Labour has got itself in a tangle over their ‘leak’ of Auckland housing data. Putting aside the politics of playing the race card, are they right? Foreign buyers may well be contributing to the Auckland housing crisis. But should it come as any surprise that foreigners are keen to share in the tax breaks that we have enjoyed for so long? And would Labour’s proposed regulation actually do anything to stop it? We doubt it.
Labour’s analysis of real estate data shows that 40% of buyers have a Chinese surname, despite the Chinese only making up 9% of the local population. Therefore the difference, according to Phil Twyford and the Herald, must be down to foreign buyers. That, folks, is as complex as the analysis gets.
Statistician Keith Ng has already crunched the numbers and given Labour’s claims a thorough critique. Suffice to say it is hard to come to strong conclusions from the data Labour used, though that won’t stop people eager for a reason to shut our market off to foreigners. As Ng points out, it is certainly plausible that the domestic rather than absentee Chinese population bought the houses in question, particularly since recent migrants are far more likely to be in the market for a new house.
Besides, under our investment migrant category, once someone owns two average Auckland properties, they are eligible for residency under the Migrant Investment category. So if these people buying our houses aren’t Kiwis, they might be soon.
One worthwhile point that Labour made was that we should collect this kind of data. Like nature, data doesn’t like a vacuum, otherwise we end up with the patchy half-analysis that Labour have done here.
Hands off our tax-free investments!
The real question we have to be asking is why anyone is so keen to buy here. And the answers are obvious, Aotearoa New Zealand is a stable, growing economy with good natural and social capital, and most importantly of all we don’t tax the returns from housing at all. For Chinese investors looking for a safe place to store their wealth, the Auckland housing market makes total sense.
The Chinese certainly have plenty of money looking for a good home, and they can apparently borrow at very reasonable rates.
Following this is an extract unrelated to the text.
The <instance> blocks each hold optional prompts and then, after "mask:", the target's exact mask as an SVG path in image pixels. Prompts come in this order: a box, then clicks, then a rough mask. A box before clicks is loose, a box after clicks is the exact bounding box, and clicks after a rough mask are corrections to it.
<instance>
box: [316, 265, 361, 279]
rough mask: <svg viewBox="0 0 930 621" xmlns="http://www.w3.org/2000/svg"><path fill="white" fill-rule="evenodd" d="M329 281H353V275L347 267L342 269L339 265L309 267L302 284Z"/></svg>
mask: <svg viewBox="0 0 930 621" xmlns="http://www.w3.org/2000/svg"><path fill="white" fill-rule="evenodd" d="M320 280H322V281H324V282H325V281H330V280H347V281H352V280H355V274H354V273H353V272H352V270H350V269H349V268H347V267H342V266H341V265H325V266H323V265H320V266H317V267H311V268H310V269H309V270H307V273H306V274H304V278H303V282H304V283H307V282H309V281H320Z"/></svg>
So if our houses look like a good deal to them, what should we do? Should we complain or simply enjoy the fact that we can rent the houses far more cheaply than we could live there with a mortgage?
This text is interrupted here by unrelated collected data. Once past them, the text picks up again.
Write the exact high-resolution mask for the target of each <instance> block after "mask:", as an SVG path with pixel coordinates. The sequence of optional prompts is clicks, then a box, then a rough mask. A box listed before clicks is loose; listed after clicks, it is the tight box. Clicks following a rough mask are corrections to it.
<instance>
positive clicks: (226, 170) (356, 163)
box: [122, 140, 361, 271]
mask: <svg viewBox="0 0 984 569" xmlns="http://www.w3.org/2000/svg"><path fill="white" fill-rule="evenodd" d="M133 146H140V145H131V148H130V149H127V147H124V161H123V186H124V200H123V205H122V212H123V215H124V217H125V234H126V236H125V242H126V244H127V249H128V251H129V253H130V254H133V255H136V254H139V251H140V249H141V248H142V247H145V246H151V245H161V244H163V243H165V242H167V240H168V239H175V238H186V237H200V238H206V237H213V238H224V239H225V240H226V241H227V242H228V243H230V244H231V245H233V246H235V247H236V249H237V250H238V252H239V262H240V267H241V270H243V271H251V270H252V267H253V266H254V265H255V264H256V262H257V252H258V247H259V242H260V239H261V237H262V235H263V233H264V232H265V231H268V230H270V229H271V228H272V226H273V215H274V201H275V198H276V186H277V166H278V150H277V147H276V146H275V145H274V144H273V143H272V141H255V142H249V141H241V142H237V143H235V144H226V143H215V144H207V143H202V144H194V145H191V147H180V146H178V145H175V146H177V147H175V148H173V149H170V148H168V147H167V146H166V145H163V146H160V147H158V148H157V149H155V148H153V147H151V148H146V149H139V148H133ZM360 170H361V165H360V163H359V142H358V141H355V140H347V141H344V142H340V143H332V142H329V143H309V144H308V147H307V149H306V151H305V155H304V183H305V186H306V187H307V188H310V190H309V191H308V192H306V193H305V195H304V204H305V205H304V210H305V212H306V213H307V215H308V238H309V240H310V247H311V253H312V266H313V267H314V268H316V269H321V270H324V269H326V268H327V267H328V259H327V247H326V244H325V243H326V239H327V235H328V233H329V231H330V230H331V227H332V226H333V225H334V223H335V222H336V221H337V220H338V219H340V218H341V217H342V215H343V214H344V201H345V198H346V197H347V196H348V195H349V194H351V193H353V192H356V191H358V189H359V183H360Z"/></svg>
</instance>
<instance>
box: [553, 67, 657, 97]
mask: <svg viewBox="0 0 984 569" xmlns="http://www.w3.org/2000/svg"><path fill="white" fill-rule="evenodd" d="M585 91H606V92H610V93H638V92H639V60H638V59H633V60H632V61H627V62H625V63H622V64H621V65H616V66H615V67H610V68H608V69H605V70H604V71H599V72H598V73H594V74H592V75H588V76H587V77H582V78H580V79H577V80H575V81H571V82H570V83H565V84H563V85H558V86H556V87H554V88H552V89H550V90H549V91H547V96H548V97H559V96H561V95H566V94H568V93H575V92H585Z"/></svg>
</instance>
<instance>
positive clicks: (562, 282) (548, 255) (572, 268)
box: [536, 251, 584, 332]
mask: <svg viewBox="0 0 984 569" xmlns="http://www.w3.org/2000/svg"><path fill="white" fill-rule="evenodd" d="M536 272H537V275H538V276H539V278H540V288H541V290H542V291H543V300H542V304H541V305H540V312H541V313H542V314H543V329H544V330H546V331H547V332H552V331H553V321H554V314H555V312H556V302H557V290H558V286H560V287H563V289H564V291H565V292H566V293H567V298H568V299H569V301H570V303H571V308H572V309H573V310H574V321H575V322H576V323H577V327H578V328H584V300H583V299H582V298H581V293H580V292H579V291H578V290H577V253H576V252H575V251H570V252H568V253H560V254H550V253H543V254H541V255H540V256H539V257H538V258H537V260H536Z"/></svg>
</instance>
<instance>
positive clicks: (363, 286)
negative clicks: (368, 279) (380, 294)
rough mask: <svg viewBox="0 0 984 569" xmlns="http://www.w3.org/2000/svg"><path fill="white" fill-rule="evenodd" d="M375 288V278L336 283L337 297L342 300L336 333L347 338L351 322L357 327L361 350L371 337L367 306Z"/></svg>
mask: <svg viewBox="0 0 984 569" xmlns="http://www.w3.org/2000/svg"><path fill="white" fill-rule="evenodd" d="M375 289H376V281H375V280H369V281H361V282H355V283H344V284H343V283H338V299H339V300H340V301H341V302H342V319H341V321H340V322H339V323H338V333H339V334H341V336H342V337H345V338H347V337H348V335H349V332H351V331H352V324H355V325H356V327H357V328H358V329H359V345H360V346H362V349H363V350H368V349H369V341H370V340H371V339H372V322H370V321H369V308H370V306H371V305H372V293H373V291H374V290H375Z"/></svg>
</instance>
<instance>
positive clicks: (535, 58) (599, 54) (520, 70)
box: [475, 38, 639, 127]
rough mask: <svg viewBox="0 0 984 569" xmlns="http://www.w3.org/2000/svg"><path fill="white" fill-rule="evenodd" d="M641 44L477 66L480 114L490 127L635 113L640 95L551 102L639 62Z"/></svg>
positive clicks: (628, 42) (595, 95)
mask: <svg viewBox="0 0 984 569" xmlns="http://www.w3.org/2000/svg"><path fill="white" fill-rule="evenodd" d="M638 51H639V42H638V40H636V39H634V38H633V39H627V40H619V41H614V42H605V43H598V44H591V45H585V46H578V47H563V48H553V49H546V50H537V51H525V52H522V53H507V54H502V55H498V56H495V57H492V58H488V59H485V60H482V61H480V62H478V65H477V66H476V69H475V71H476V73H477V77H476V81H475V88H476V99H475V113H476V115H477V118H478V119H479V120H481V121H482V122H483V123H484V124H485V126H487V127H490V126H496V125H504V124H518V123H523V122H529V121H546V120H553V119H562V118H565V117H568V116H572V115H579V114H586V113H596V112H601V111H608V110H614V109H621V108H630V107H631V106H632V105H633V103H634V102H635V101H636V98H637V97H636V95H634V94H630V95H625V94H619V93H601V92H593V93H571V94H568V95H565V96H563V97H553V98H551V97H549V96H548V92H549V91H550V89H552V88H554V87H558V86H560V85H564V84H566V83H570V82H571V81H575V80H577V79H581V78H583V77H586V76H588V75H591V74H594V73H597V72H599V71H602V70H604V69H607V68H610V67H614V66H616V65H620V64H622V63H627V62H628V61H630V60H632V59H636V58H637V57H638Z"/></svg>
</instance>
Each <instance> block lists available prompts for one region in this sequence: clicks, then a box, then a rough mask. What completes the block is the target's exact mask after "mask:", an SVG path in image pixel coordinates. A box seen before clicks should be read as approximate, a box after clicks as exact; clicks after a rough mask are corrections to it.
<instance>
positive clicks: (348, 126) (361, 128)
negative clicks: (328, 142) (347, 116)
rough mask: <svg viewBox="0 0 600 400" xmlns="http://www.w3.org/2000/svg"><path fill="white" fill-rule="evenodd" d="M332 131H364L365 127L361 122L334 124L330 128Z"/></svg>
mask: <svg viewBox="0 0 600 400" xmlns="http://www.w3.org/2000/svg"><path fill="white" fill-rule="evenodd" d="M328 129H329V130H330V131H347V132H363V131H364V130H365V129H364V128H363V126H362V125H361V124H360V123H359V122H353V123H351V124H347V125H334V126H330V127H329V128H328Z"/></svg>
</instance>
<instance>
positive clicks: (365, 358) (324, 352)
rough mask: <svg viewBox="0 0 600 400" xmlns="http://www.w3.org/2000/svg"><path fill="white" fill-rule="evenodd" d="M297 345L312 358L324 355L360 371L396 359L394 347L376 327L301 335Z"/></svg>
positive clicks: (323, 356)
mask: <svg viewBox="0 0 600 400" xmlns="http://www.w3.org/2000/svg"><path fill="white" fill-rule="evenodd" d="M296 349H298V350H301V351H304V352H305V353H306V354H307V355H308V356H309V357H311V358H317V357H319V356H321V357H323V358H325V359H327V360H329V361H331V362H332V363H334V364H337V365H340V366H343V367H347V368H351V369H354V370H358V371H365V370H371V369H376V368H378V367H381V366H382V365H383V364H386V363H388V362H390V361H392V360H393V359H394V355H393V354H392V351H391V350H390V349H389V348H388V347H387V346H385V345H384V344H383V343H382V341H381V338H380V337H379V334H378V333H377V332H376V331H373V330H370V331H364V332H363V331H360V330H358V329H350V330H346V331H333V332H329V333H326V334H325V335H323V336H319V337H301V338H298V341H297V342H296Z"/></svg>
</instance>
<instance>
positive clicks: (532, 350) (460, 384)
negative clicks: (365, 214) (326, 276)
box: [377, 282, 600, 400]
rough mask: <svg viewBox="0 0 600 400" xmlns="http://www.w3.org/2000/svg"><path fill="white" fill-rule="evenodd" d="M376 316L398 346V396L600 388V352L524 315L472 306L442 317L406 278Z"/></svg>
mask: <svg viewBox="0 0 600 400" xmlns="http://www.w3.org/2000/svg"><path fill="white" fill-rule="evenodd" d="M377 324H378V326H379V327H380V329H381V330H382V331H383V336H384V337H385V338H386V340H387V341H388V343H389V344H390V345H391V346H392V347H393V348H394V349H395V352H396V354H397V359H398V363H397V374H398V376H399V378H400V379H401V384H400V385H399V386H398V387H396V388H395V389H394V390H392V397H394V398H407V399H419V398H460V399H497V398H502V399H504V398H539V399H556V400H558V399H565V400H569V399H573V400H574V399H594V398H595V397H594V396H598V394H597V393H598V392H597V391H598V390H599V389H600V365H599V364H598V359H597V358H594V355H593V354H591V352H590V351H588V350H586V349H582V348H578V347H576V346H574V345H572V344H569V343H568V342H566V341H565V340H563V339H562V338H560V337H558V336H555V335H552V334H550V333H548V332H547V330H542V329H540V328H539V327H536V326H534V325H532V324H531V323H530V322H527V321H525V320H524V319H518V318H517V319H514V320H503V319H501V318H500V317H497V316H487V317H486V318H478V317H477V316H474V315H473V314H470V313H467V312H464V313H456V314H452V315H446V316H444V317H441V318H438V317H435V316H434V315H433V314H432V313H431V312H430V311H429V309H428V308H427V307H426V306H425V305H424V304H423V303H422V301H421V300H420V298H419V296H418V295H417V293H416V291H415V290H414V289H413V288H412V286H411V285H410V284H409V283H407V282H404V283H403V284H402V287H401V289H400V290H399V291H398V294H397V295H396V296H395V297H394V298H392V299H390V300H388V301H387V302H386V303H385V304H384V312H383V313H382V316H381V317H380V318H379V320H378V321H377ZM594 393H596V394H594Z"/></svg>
Those Chinese surnamed-people are just doing what we have all been doing for decades, sticking our money where we think it is safe. Add in some supply constraints and you have a speculative bubble. The only trouble is that we can’t all get rich from buying houses off each other – this is not a productive investment. Meanwhile our industries that actually create wealth and are competing for the investment dollar, are disadvantaged procuring the investment funds they need to grow.
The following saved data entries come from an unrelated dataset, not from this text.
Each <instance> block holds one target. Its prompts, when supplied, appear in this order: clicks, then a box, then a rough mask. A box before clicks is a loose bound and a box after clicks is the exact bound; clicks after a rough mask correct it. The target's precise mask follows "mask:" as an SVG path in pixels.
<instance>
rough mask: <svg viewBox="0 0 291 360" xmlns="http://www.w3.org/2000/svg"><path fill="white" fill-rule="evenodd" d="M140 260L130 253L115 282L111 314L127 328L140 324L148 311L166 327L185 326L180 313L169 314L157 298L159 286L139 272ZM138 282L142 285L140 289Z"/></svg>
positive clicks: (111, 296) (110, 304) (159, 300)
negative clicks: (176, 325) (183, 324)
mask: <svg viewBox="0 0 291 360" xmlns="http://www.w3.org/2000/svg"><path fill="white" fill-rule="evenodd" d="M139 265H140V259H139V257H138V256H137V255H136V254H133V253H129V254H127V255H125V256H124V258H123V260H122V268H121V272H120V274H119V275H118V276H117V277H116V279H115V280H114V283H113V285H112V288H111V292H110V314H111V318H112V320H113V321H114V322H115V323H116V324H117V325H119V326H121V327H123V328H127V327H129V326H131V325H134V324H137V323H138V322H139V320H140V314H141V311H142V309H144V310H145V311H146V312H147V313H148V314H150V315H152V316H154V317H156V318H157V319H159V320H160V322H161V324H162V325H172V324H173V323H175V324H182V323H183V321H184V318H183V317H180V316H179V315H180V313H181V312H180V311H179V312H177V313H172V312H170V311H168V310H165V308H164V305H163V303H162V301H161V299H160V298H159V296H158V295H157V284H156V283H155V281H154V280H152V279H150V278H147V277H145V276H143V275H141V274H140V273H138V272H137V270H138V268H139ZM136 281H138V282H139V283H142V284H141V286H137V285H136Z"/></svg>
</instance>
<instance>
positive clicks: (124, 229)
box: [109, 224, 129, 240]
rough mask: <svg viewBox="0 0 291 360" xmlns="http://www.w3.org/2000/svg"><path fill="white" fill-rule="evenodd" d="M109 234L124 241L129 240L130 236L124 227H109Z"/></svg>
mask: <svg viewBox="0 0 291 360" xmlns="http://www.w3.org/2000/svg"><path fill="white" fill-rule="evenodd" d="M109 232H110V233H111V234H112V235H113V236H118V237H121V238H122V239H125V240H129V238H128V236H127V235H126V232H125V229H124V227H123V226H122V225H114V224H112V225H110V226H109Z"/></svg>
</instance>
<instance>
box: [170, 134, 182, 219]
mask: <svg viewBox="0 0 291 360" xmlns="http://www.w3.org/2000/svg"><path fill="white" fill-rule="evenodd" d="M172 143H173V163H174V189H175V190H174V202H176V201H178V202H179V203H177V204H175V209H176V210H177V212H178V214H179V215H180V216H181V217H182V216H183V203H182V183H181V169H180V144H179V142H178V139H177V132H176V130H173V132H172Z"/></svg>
The answer, as we have pointed out time and again, is simple. We need to tax the returns from housing and land in the same way we do all other investments. Capital gains are only a part of this. And for this to work any tax needs to include owner occupied housing.
Even Treasury at long last has seen the light on this tax loophole – in the recent Budget documents they proposed a temporary 1% tax on the capital value of all rental properties.
But the Chinese don’t let us buy their houses!
No they don’t, because they have a highly regulated economy. Do you really want an economy like China’s, where you need Government permission to move your money in or out of the country? Because that is really what is needed to really stop foreigners investing here.
We have open financial markets, which make it very difficult to stop foreigners investing in this country. While there are ways to stop the Mum and Dad Chinese investor, the really big guys will find ways around regulation, just like the really wealthy people in New Zealand find legal ways to reduce their tax bill. They could set up a company, or simply use a New Zealand resident (possibly a relative) as a proxy to purchase the property.
Should we follow Australia and ban foreign buyers?
Labour is calling for us to follow Australia’s example and ban foreigners from buying existing houses until they have been in the country for more than 12 months. The idea is that by not preventing them from buying new properties, economic activity wouldn’t be harmed.
The question is whether this policy would actually work. Our hunch is no – it hasn’t exactly taken the heat out of the housing market in Australia’s main cities. That could be for two reasons; perhaps foreigners aren’t the problem and domestic speculation based on tax loopholes is the real issue, or perhaps foreigners have found a way around the regulations.
Either way, it would be nice to see an evaluation done before we blindly follow in Australia’s footsteps.